CactusCon

CactusCon13
February 14-15, 2025
Mesa, AZ

DIRE: Renaming Variables in Decompiled Code with Neural Nets

Decompilers transform binaries into high-level source code, and are a critical part of the working hacker's arsenal of tools for malware analysis, reverse engineering, and exploit development. Over time, decompilers have become increasingly sophisticated in reconstructing information lost during the compilation process (e.g., code structure and type information). A longstanding issue is recovering meaningful variable names that correspond to the intent of the original code.

This talk presents DIRE (the Decompiled Identifier Renaming Engine), a new probabilistic technique that uses both lexical and structural information to recover variable names. Where current state-of-the-art tools recover variable names like "a1" or "iVar", DIRE correctly recovers meaningful variable names like "filename". We present our approach for training and evaluating models of decompiled code using a large corpus of 164,632 unique x86-64 binaries mined from C projects on GitHub. We share our results of DIRE's large scale application and show that it can predict variable names identical to the names in the original source code up to 74.3% of the time.

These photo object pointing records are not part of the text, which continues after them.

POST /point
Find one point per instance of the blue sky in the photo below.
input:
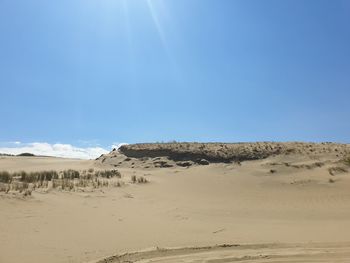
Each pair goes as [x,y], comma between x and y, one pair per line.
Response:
[94,73]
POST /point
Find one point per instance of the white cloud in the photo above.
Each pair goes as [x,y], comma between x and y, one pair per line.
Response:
[57,149]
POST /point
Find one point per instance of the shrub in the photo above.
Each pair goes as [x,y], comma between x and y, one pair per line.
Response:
[71,174]
[142,180]
[26,154]
[133,179]
[347,161]
[5,177]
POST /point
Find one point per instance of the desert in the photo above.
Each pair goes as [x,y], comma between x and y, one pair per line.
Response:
[180,202]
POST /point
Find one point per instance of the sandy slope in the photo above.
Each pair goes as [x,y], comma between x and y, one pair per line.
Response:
[291,215]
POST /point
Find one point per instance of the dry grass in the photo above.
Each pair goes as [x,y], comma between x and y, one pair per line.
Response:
[68,180]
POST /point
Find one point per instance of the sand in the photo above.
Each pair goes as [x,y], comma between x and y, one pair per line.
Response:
[281,208]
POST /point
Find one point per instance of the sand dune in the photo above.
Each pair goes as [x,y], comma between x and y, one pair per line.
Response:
[287,253]
[291,206]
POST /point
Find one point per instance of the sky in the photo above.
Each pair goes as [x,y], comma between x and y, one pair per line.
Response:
[85,75]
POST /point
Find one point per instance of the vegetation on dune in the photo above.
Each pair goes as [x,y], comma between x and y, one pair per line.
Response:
[26,182]
[26,154]
[347,161]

You'll leave this talk with knowledge of new techniques in binary decompilation, and practical tooling for more accurate variable name recovery. You'll also learn about state-of-the-art approaches in decompilation, outstanding challenges, and new ways for addressing these challenges.

Jeremy Lacomis

Jeremy Lacomis is a Ph. D. student in the Institute for Software Research at Carnegie Mellon University. His research interest is in search-based software engineering, automated code and binary transformation, and improving tooling for reverse engineers. Jeremy holds a B.A., Computer Science from the University of Virginia and an A.S., Computer Science from Piedmont Virginia Community College.